妈妈正坐在病床上,和隔壁床的阿姨聊得热火朝天,气色好得很,哪有信上说的那么严重?
看到我,妈妈又惊又喜:"豆芽,你真回来了!"
爸爸从病房外走进来,眼睛里闪着光:"孩子,回来就好。"
我突然明白了什么,心里涌起一股说不清的滋味。
果然,三天后妈妈就出院了,病情好转得离奇迅速。
家里,爸妈轮番给我做好吃的,问长问短,问我在农村过得怎么样,冷不冷,苦不苦。
"咱们家有些关系,我托人打听了,说不定能让你留在城里。"一天晚上,爸爸小声对我说。
我愣住了,心脏狂跳。
留在城里?那意味着不用再受农村的苦,可以回到熟悉的环境,有热水澡,有松软的床,有城里的繁华。
可心里却有个声音一直在回响:北大荒的点点滴滴,老杨粗糙的手,小满真诚的眼神,还有那些一起挥汗如雨的日子...

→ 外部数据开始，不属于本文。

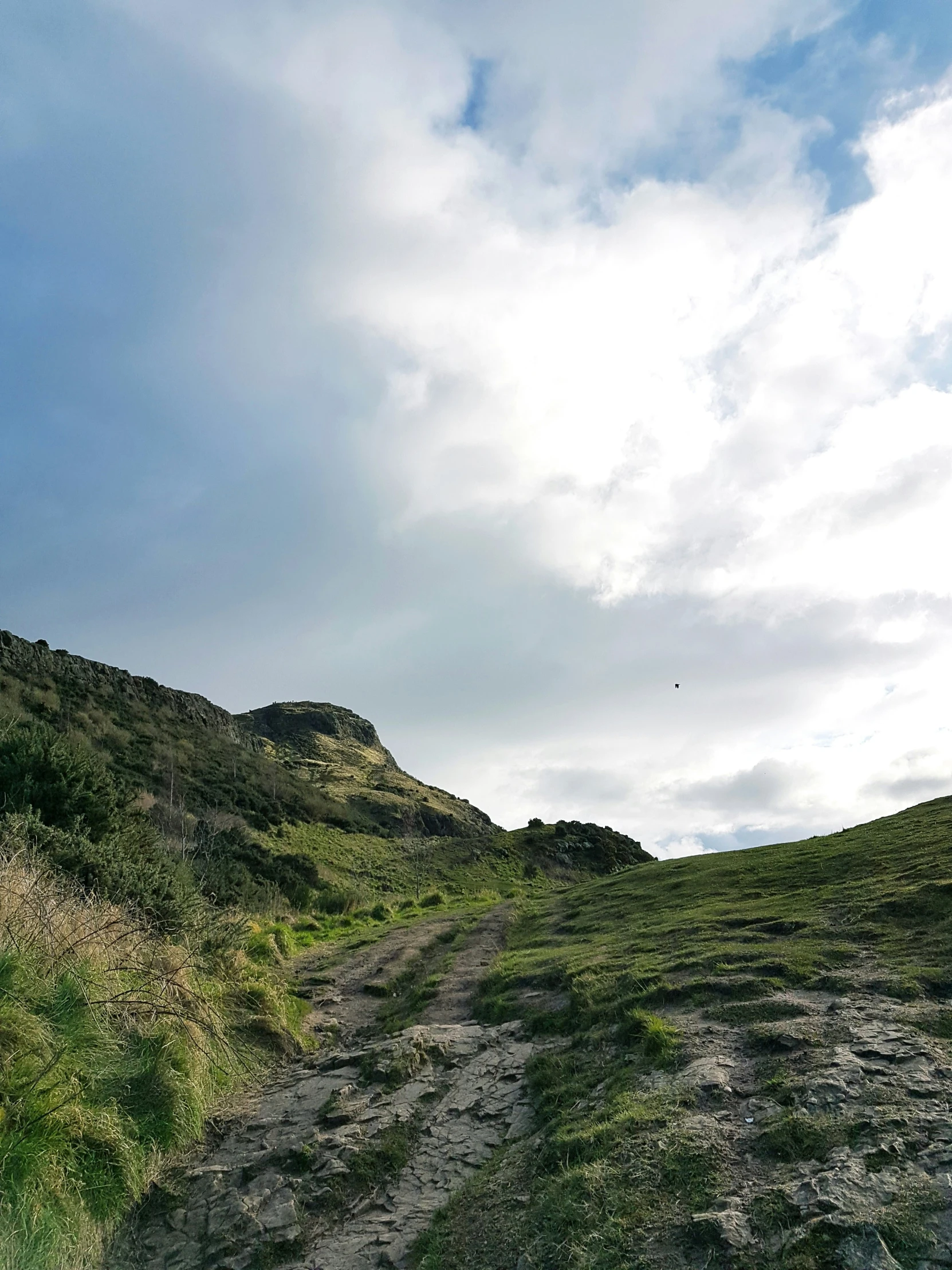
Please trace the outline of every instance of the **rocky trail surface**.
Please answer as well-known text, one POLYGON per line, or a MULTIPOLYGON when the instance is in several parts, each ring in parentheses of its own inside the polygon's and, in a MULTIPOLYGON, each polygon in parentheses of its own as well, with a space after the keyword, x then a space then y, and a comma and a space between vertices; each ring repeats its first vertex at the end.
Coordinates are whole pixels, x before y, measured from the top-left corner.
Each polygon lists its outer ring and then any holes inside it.
POLYGON ((311 1024, 330 1043, 289 1064, 201 1157, 154 1187, 117 1241, 112 1270, 406 1265, 451 1193, 531 1125, 522 1076, 538 1046, 519 1024, 470 1016, 506 919, 500 906, 462 937, 423 1021, 393 1036, 376 1026, 385 986, 446 947, 454 918, 395 931, 338 965, 303 958, 311 1024))
MULTIPOLYGON (((692 1218, 710 1264, 952 1266, 952 1060, 928 1034, 949 1035, 952 1011, 859 987, 782 992, 768 1010, 791 1017, 673 1012, 689 1060, 650 1078, 694 1091, 682 1128, 726 1166, 720 1199, 692 1218)), ((685 1264, 654 1251, 652 1265, 685 1264)))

我想起临行前,老杨说的话:"娃娃,你已经是咱队里的一员了。"
在北京待了快一个月,我却越来越不适应城市的生活。
公园里的小路太平坦,楼房太高大,街道太拥挤,一切都让我感到陌生。
一天,在北京的一条小胡同里,我偶然遇到了一位返城的知青老张。
他比我大几岁,但看起来萎靡不振,眼神游离,一看就是没出息的样子。
"回来就好啊,谁愿意在那种鬼地方待着。"他拍着我的肩膀说,眼里却透着迷茫。
"你现在做什么工作?"我好奇地问。
"工作?哈,哪有正经工作啊,每天就是混日子,等着分配。"老张苦笑道,"回来容易,可回来之后却更难。"
他的话像一盆冷水浇在我头上。
回来容易,可然后呢?
我在北大荒好歹是个"小铁人",受人尊敬,回到城里,我又是谁?
一个靠关系留下来的普通娃娃罢了。
那天晚上,我翻来覆去睡不着,脑子里全是北大荒的一幕幕:挖水渠,扛粪筐,和小满在月光下聊天...

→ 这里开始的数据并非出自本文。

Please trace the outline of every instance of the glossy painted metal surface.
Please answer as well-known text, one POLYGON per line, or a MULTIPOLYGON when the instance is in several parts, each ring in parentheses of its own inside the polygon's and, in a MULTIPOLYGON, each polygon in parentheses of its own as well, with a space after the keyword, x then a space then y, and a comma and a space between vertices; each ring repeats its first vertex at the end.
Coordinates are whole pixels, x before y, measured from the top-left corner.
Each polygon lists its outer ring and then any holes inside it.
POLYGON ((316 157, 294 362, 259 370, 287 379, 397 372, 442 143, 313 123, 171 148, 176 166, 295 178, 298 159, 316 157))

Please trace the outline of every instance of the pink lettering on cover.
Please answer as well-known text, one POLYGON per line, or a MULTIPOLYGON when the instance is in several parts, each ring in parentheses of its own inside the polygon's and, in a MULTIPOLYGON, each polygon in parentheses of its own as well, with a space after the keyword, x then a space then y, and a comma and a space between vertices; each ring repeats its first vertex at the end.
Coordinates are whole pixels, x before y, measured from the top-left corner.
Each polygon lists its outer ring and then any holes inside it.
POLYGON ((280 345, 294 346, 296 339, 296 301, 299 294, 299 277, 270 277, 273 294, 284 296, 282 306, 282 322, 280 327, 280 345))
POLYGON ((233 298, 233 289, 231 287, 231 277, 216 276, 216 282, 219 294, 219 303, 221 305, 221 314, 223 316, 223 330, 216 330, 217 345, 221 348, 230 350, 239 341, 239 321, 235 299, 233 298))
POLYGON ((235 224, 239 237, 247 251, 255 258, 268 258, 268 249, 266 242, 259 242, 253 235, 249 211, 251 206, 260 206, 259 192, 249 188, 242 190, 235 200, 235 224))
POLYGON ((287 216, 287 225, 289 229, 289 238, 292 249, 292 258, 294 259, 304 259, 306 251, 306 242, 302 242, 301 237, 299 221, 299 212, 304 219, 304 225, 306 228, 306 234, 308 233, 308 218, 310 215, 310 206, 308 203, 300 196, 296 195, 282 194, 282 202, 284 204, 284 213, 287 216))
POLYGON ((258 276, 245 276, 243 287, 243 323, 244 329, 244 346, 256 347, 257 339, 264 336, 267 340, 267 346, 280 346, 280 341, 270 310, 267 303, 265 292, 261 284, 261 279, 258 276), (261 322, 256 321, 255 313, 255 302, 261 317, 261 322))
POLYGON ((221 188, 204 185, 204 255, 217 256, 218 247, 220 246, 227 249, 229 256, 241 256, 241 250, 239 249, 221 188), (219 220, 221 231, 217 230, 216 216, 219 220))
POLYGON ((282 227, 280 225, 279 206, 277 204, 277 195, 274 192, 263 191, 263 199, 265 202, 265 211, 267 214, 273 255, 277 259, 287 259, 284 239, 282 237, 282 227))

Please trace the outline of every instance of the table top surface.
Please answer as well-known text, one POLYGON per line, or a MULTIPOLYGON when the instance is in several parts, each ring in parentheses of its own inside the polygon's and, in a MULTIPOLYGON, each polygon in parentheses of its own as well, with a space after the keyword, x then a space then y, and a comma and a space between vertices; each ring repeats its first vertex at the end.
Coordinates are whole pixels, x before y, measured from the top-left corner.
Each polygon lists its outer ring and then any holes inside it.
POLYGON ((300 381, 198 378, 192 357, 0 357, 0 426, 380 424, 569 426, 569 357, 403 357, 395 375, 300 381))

月光透过窗户洒在床上,我摸出小满给我的护身符,轻轻抚摸着。
一个念头在我心中愈发清晰:我得回去,回到那片让我成长的黑土地。
"我要回去。"第二天早餐时,我突然说道。
爸妈的筷子同时停在半空中。
"回去?回哪去?"妈妈不解地问。
"回北大荒。"我说得很坚定,"那里有我未完成的事业。"
爸爸脸色变了几变,最后长叹一口气:"孩子,你真的想好了?那里的苦,你才尝了一点皮毛啊。"

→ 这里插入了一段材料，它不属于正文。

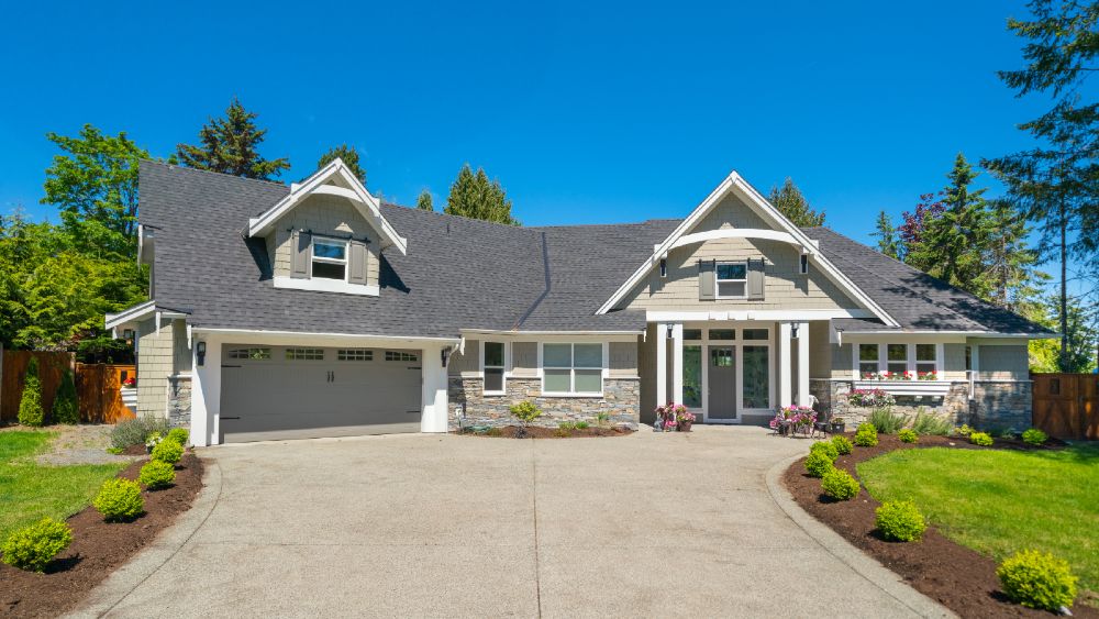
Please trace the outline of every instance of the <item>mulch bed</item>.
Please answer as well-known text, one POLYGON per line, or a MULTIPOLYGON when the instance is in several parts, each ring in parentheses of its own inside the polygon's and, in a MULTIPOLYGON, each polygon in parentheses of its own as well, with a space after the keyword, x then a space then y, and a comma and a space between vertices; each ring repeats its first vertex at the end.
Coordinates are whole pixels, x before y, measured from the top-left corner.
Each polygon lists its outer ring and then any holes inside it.
POLYGON ((525 435, 520 435, 521 430, 522 428, 519 425, 504 425, 503 428, 500 428, 500 432, 495 432, 492 430, 489 432, 474 432, 466 429, 466 431, 462 432, 462 434, 468 436, 488 436, 492 439, 581 439, 585 436, 624 436, 633 433, 633 430, 620 425, 615 425, 613 428, 599 428, 590 425, 584 429, 566 431, 562 431, 557 428, 531 427, 526 429, 525 435))
MULTIPOLYGON (((846 436, 854 441, 854 433, 846 436)), ((997 440, 997 447, 1015 450, 1058 449, 1063 443, 1035 447, 1022 441, 997 440)), ((895 435, 879 434, 874 447, 856 446, 850 455, 842 455, 835 465, 857 477, 855 465, 899 449, 945 446, 953 449, 991 449, 970 445, 961 439, 920 436, 915 445, 902 443, 895 435)), ((879 563, 892 570, 923 595, 957 612, 962 617, 1051 617, 1050 612, 1032 610, 1009 601, 1000 590, 996 577, 996 561, 952 542, 929 527, 923 541, 911 543, 887 542, 875 533, 875 513, 881 504, 870 497, 865 488, 850 501, 833 501, 821 490, 820 479, 810 477, 802 464, 796 462, 784 474, 793 499, 802 509, 828 524, 848 542, 858 546, 879 563)), ((1080 604, 1073 607, 1077 617, 1099 618, 1099 610, 1080 604)))
MULTIPOLYGON (((119 477, 137 479, 147 460, 134 462, 119 477)), ((176 465, 176 484, 144 490, 145 513, 133 522, 104 522, 93 507, 68 519, 73 543, 46 567, 44 574, 23 572, 0 563, 0 615, 57 617, 70 610, 112 572, 126 563, 176 516, 187 511, 202 488, 202 461, 188 452, 176 465)))

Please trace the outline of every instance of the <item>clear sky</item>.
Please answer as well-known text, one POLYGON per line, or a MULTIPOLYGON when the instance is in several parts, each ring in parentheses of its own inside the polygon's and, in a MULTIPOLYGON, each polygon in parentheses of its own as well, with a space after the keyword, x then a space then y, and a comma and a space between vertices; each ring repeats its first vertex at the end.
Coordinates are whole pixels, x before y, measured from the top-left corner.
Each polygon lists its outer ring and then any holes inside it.
MULTIPOLYGON (((856 240, 973 161, 1032 145, 1008 0, 15 2, 0 36, 0 208, 38 205, 45 133, 126 131, 156 156, 240 97, 284 180, 331 145, 368 188, 437 208, 466 162, 528 224, 686 215, 732 169, 790 176, 856 240)), ((998 187, 987 175, 981 181, 998 187)))

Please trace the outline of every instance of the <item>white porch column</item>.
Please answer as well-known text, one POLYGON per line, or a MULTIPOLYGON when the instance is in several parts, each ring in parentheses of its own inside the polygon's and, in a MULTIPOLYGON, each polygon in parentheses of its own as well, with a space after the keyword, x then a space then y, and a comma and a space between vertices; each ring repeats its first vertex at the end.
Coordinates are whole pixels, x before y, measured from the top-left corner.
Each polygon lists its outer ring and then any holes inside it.
POLYGON ((656 323, 656 406, 668 404, 668 324, 656 323))
POLYGON ((684 325, 671 325, 671 399, 684 402, 684 325))
POLYGON ((809 406, 809 323, 798 323, 798 406, 809 406))
POLYGON ((778 406, 793 404, 790 380, 790 323, 778 323, 778 406))

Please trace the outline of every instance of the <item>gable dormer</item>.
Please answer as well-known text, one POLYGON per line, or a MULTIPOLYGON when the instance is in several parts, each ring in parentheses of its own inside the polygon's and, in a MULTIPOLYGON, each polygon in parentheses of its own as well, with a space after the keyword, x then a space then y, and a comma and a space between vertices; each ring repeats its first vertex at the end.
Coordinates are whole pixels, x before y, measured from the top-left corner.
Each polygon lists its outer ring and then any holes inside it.
POLYGON ((408 252, 378 199, 338 158, 252 218, 248 235, 264 239, 276 288, 377 296, 381 252, 408 252))

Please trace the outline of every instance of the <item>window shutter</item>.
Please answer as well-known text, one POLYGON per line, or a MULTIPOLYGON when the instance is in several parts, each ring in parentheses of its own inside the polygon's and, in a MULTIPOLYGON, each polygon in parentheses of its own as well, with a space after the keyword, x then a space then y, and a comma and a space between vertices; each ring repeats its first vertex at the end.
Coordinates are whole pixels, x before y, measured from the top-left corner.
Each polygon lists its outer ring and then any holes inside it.
POLYGON ((748 259, 748 300, 750 301, 762 301, 764 291, 764 281, 766 280, 766 266, 767 261, 765 258, 759 258, 757 261, 748 259))
POLYGON ((369 259, 369 255, 362 241, 351 242, 351 252, 347 256, 348 283, 366 285, 366 261, 369 259))
POLYGON ((698 261, 698 300, 712 301, 718 285, 717 261, 698 261))
POLYGON ((304 279, 309 277, 310 246, 313 235, 309 232, 295 230, 290 236, 290 277, 304 279))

"我知道。"我点点头,"可正是那些苦,让我学会了做一个真正的人。"
妈妈的眼圈红了,但没说什么反对的话,只是默默地起身,去柜子里翻找东西。
"既然你决定了,妈再给你做几件冬衣。"她边找边说,声音有些哽咽。
爸爸拍拍我的肩膀:"长大了,有主意了。"
他脸上带着复杂的表情,既有失落,又有几分欣慰。
那一刻,我忽然理解了父母的苦心。
他们不是真的想骗我回来,只是放心不下我一个人在那么远的地方受苦。
一周后,我再次站在了北京火车站的站台上。
这次,行李比来时重了许多。
除了厚衣服,还有爸爸给我的几本农业技术书,妈妈缝的棉被,以及他们省吃俭用攒下的一些罐头和糖果。
"别委屈自己,实在不行就回来。"妈妈红着眼睛说。
爸爸拍拍我的肩膀,递给我一个信封:"里面有些钱,紧急时用。"
我鼻子一酸,紧紧抱住他们。
在这一刻,我突然明白了什么是真正的成长。
成长不是逃避困难,而是迎难而上;不是寻求安逸,而是接受挑战;不是依赖他人,而是学会担当。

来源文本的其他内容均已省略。